Nella capitale francese avvenne il primo e decisivo incontro con il mondo della moda: prima allieva di Paul Poiret, poi stilista della Maison Lambal, quindi nel '27 titolare di uno studio in proprio, in un appartamento di rue de Seine. Attraverso una proposta inizialmente focalizzata su pullover, costumi da bagno e cappelli, in seguito estesa a profumi e dunque al pret-a- porter, Elsa Schiaparelli conobbe un successo rapido e travolgente, arrivando nel 1934 a conquistare persino la copertina della rivista Time, e costruendo una rete di boutique estesa tra Londra, New York e Parigi con oltre cinquecento dipendenti. Nel corso del decennio anteriore alla seconda guerra mondiale, rinnovò e approfondì i rapporti con il mondo dell'arte, soprattutto con le correnti surrealista e dadaista, in una contaminazione reciproca che ha fatto scuola e che resta un paradigma anche per la moda di oggi. La guerra congelò le attività della Maison Schiaparelli, che nel dopoguerra ripresero ma senza il medesimo slancio. Nel 1954 la maison fu costretta a portare i libri in tribunale. Elsa Schiaparelli sopravvisse alla sua azienda una ventina d'anni, facendo vita ritirata tra Francia e Tunisia. Se ne andò a Parigi nel 1973 e con lei se ne andò anche buona parte della sua fama.
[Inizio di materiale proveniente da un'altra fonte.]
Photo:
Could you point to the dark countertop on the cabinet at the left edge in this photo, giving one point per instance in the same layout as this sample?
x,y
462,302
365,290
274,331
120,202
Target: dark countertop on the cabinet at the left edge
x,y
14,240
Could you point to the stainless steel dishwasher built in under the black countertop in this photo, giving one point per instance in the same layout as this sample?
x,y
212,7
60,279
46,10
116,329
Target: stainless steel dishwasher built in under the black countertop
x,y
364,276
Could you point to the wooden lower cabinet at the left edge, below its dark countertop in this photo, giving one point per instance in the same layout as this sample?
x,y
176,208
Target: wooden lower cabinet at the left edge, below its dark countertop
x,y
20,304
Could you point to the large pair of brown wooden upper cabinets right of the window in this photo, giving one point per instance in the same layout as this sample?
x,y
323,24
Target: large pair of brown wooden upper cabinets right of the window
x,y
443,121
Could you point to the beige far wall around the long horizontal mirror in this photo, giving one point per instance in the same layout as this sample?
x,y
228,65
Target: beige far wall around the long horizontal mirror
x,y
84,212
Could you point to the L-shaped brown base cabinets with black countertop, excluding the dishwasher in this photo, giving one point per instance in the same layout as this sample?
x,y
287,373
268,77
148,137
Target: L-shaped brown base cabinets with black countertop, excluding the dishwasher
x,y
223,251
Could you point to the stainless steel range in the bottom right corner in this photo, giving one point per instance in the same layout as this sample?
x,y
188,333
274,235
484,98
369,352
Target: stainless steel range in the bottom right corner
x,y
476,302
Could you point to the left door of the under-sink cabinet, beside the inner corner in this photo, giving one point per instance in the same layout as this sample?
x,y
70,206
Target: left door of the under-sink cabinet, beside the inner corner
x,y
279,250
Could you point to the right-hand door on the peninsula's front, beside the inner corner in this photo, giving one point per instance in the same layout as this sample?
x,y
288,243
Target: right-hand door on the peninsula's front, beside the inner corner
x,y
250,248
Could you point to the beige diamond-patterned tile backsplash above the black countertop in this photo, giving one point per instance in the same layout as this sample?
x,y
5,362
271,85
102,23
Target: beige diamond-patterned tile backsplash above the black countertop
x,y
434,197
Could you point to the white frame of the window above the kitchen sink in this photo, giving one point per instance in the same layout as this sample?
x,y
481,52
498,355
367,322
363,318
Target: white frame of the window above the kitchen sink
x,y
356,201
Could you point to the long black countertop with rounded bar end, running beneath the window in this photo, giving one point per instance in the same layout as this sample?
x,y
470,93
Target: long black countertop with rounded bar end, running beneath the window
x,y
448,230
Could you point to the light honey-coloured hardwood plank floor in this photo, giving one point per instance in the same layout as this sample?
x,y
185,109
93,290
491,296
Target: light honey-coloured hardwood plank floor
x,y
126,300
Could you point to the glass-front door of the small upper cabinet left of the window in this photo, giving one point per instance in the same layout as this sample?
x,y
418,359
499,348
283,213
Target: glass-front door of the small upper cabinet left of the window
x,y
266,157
Abito da sera Schiaparelli fotografato da Cecil Beaton per Vogue Francia, 1936

Il merito di aver tirato fuori il suo nome dall'oblio è dell'imprenditore Diego Della Valle, che dopo aver rilevato marchio e archivio nel 2007, ha affidato la direzione artistica allo stilista Christian Lacroix, che nel 2014 ha firmato la prima sfilata couture. Un anno dopo, la prima collezione prêt-à-porter, mentre il timone creativo passava prima a Marco Zanini, quindi a Bertrand Guyon e infine all'attuale Daniel Roseberry. Dopo un avvio relativamente faticoso, il marchio sembra aver imboccato una fase di grande accelerazione. Senza dubbio, come dimostrano anche le recenti serate del Met Gala o dei Grammy, sta acquisendo una visibilità che probabilmente eccede la stessa consistenza di fatturato. Ma in un momento in cui il lusso sta scoprendo l'heritage come primo e principale valore di scambio, l'esperienza della Maison Schiaparelli dimostra che rifondare è più facile che costruire da zero.